Hundreds of Iraqis took to the streets of Baghdad on Friday in protest at the government’s “financial and administrative corruption,” Anadolu has reported. Similar demonstrations were held in other cities across Iraq.
The protesters gathered in Al-Tahrir Square in the middle of Baghdad. Bridges and main streets in the capital were closed by the security forces.
Protesters directed their grievances at Prime Minister Haidar Al-Abadi as they called for an end to corruption in government. They also want “comprehensive changes” in government appointments to key positions across the country.

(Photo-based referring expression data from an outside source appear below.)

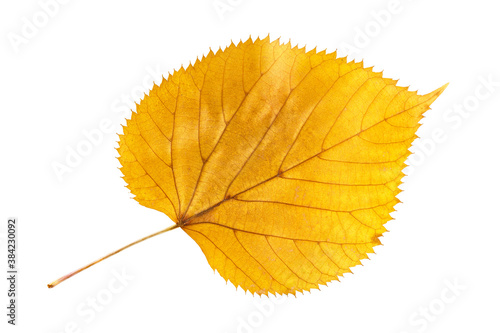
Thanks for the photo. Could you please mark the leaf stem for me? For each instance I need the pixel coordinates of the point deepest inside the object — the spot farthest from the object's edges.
(67, 276)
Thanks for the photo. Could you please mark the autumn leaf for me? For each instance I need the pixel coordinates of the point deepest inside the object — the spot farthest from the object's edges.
(282, 165)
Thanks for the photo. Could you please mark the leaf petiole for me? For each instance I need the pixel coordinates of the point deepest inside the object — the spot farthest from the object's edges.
(67, 276)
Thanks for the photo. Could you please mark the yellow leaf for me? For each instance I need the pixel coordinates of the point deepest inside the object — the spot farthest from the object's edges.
(282, 165)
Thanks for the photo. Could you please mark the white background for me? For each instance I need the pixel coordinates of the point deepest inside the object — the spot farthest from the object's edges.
(75, 70)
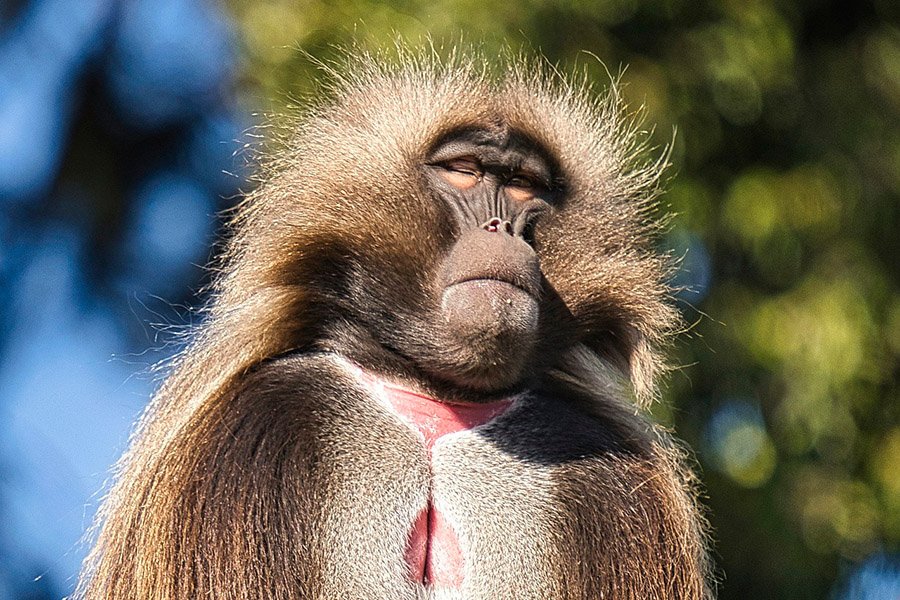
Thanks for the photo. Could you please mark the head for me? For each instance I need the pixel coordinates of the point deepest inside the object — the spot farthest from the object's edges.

“The government is still unable to investigate officials who affiliate to political parties and hold them accountable for their corruption or failure to run the government and service institutions,” one protester told Anadolu. “A year ago,” claimed Ahmed Radi, “Al-Abadi made several pledges, including a pledge to fight corruption, prosecute corrupt officials and approve a transparent and quality appointments system, but none of this has been done.”
Such anti-corruption protests have been held for almost a year. Aside from the calls to end corruption and for the prosecution of corrupt officials, the people want an end to political differences in parliament.
According to the Transparency Index, Iraq has been among the most corrupt countries in the world for many years. Many other international organisations have reported that there is “waste, fraud and embezzlement of public funds” on a major scale.